DOH, USAID commit P1.15B to screen 1 million Filipinos for TB

Increased detection leads to rise in TB cases in CDO – official doh usaid filipinos TB

INQUIRER FILE PHOTO

The Department of Health (DOH) and the United States Agency for International Development (USAID) will be pouring around P1.15 billion into public and private sector efforts to screen at least 1 million Filipinos for tuberculosis (TB) and enhance case finding for it, as the country continues to be burdened by this curable disease.

In a statement on Friday, DOH said it pledged P605 million, while USAID and its private partners committed P550 million ($10 million), which will be allotted for the implementation of innovative programs for early TB screening, testing, and preventative treatment.

The additional funding from the US government is also part of its Support Widescale Interventions To Find TB (SWIF-TB) initiative, whose only recipients are the Philippines and Ethiopia.

The program envisions integrating TB screening with testing for other lung diseases, as well as communicable and noncommunicable diseases, like human immunodeficiency virus (HIV) and diabetes, respectively.

This is in line with the United Nation’s target to identify and treat 2.1 million people living with TB in the next three years, or by 2027.

Call to action

“This is not just a funding opportunity—it is a call to action,” USAID Deputy Administrator Paloma Adams-Allen said.

She said the US humanitarian organization would work to “amplify existing efforts, implement innovative case-finding strategies [and] expand preventative therapies” to be able to reach the most vulnerable segments of the population.

Adams-Allen also vowed to pay a “fair wage” to community health workers who would be tapped for the project.

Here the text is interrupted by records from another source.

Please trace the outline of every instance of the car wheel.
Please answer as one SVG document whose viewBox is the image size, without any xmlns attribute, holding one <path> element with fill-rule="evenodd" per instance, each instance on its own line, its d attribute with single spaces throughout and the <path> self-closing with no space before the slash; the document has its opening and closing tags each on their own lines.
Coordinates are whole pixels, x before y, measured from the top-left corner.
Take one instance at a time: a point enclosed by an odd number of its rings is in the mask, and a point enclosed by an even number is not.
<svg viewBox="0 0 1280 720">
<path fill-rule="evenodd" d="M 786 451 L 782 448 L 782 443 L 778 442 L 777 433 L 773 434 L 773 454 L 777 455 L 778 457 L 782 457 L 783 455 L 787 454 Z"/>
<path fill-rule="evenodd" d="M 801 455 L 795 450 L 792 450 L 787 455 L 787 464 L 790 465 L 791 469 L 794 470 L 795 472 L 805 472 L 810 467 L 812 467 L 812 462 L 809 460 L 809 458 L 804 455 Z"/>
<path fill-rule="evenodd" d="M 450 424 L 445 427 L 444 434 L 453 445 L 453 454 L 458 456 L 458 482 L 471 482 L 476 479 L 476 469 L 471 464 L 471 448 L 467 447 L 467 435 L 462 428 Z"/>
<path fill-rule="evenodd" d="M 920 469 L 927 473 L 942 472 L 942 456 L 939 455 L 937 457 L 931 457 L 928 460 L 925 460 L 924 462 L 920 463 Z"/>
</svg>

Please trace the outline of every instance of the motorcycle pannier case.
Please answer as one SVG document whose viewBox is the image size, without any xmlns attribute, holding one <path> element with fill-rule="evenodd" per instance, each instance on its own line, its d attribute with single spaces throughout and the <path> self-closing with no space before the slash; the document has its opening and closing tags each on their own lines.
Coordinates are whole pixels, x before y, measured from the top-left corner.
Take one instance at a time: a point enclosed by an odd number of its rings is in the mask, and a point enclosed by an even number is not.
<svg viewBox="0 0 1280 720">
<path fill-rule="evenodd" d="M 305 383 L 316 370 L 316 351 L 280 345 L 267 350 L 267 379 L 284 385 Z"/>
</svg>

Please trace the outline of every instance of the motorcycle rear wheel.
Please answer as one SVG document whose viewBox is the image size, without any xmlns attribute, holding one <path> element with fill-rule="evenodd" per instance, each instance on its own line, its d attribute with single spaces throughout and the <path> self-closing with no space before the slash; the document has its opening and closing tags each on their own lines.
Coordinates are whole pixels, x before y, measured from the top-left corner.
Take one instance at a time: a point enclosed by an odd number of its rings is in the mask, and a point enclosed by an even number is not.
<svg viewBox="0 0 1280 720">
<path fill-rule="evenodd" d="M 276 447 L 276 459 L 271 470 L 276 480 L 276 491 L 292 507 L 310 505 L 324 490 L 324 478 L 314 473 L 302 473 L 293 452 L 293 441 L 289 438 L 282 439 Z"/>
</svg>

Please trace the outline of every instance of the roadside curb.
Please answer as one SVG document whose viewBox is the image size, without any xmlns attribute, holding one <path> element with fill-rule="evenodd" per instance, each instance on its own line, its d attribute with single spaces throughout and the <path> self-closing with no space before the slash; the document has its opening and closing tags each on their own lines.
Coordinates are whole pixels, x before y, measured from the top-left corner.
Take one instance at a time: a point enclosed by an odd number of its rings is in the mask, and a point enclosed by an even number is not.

For her part, DOH Undersecretary Lilibeth David said the health department was dedicated to “strengthening primary health-care services, enhancing capacities, and fortifying infrastructure” for the treatment and prevention of TB.

“Our goal is to accelerate universal access to TB care, leaving no one behind,” David said.

READ: Medical alliance works to bring down cost of TB tests

The World Health Organization’s 2023 Global TB Report listed the Philippines as one of the “high-burden countries” for TB, HIV-associated TB, and multidrug-resistant TB.

According to the DOH, some 160 Filipinos die from TB every day.